The country is facing its worst economic crisis in modern history, which forced it to default on its foreign debt last March. That, topped with outbreak of Covid-19 and total meltdown of its banking sector, has brough the economy to a grinding halt.
A severe dollar crisis is holding people by the throat, as their lifetime savings remain trapped in banks at grossly devaluated rates. Demonstrations are a daily scene in Lebanon now, often accompanied by brutal reprisal from the security services.
The government of Hassan Diab is crippled, unable to restore security, attract investment, or find new jobs. Lebanese ministers are currently engaged in talks with the IMF, aimed at securing a $9-10 billion loan. Those talks, however, are going nowhere.
With all of that as background, what will Hassan Diab do when the STL verdicts are issued next month? Justice Minister Marie Claude Najm has an obligation to coordinate future policy with the STL, and she is a member of the Free Patriotic Movement (FPM), which currently enjoys cordial relations with Saad Al Hariri, Rafik Al Hariri’s son and political heir.
Diab has little obligation towards him, however, and Hariri sees him as an intruder to politics of the Sunni Muslim community, parachuted into the premiership by Hezbollah.
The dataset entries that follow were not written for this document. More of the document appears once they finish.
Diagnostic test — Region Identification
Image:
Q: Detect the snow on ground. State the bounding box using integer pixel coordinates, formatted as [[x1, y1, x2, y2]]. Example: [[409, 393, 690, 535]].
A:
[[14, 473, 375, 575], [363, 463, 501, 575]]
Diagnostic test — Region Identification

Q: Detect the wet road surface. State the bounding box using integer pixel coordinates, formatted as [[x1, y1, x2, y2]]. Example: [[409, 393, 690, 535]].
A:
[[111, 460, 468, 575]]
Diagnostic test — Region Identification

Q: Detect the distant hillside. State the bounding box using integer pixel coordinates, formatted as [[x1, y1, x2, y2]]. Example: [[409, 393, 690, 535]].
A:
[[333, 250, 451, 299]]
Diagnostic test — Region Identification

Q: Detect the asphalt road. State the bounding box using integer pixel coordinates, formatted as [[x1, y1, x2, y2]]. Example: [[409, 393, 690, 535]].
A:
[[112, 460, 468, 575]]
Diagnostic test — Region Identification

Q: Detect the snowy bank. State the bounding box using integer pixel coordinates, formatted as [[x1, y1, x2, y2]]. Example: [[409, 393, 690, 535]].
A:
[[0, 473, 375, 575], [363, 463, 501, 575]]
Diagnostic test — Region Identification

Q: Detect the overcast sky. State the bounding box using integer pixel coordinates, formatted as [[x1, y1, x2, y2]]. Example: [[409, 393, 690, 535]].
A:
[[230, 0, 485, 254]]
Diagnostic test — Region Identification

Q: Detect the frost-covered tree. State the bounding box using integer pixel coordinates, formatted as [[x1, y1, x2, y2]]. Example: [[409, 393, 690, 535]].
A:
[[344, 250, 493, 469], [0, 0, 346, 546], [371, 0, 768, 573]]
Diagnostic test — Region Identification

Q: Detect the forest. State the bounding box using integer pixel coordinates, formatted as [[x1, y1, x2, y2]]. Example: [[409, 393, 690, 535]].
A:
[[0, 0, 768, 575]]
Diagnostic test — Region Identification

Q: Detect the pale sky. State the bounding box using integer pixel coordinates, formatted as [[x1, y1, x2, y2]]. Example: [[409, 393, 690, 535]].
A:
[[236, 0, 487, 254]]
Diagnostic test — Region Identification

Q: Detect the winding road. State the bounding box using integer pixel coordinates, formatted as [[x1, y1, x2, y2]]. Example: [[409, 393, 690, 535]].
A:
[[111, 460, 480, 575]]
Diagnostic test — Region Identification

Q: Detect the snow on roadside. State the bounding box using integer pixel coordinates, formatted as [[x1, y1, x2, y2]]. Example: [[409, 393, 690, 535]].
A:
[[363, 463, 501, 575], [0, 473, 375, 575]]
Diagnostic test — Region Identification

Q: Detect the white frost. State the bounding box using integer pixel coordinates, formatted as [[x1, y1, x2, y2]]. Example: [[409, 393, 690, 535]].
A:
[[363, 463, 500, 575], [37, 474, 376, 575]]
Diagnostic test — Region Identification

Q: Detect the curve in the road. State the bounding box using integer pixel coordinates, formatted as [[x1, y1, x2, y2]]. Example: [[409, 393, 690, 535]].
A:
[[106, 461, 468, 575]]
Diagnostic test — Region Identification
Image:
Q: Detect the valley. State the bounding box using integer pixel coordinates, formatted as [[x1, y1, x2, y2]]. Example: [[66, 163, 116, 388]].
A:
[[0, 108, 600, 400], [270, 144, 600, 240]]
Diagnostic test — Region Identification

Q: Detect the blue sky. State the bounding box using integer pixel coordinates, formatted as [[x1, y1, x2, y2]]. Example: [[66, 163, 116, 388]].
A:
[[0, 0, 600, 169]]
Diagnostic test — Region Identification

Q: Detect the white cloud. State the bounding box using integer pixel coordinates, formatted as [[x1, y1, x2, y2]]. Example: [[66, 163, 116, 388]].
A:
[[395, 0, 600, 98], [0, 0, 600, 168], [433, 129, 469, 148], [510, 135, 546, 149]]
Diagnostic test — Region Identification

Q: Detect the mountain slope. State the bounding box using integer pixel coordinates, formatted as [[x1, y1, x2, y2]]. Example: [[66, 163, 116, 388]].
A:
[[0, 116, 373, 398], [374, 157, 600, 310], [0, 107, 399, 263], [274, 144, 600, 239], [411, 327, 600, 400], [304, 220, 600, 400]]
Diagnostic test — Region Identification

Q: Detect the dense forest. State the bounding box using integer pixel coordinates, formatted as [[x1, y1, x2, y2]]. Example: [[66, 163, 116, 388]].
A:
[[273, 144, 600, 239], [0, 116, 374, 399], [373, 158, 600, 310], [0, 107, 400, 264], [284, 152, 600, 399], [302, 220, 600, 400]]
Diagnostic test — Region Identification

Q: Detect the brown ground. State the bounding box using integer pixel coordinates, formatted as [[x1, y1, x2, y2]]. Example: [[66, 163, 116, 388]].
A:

The lack of trust is mutual, and Diab has been systematically trying to purge the civil service from Hariri appointees, saying privately he will eradicate Harrirism from Lebanon. But Diab seems to have a mushrooming political ambition, however, which cannot survive without grassroots support from Sunni Muslims.
If he wants their backing in any future election, he ought to be careful with how he deals with the STL. If he writes it off as politicized and corrupt, he runs the high risk of losing whatever razor-thin support he currently has within his own constituency.
If he accepts its verdicts, however, or simply refuses to condemn them, he will be automatically toppled by Hezbollah. The party currently controls the state, through allies at the presidency and speakership of parliament, and it has three seats in the Diab government, in addition to a parliamentary block of 13 MPs.
With allies it has a majority in the 128-seat chamber, capable of bringing down any government. They moved heaven and earth to make him premier, however, and would certainly want to avoid such a scenario, fearing a Hariri comeback.
Looking for closure
But even if that happens, however, there is little that Hariri can do to bring his father’s case to a closure. Due to its military might and political weight, Hezbollah has a final say in whoever makes it to the premiership in Lebanon. At best, it will simply refuse working with him, should he try to arrest any of its members or ship them off to the Netherlands.
At worse, Hezbollah will use its military superiority to bring him down. The last time Hariri’s ally, former Prime Minister Fouad Al Siniora tried to dismantle Hezbollah’s telecommunications network at Beirut Airport in 2008, the party took over the country in a matter of hours, sending troops to the streets of Beirut.
Hariri knows that recent history only too well. During his most recent tenure at the premiership, he wanted to postpone the STL verdicts, realizing that they would put him in an embarrassing situation with Hezbollah, which was officially represented with two ministers in his cabinet.
When pushing for an international court back in March 2006, Hariri did not have the ambition of becoming prime minister yet, and when it started occurring to him, he did not think that Hezbollah would last so long. Many thought that it would collapse, either during the 2006 Lebanon war or the 2011 Syrian conflict.
That fact that it has survived, along with its complete arsenal, makes it hard for Hariri.
— Sami Moubayed is a Syrian historian and former Carnegie scholar. He is also author of Under the Black Flag: At the frontier of the New Jihad.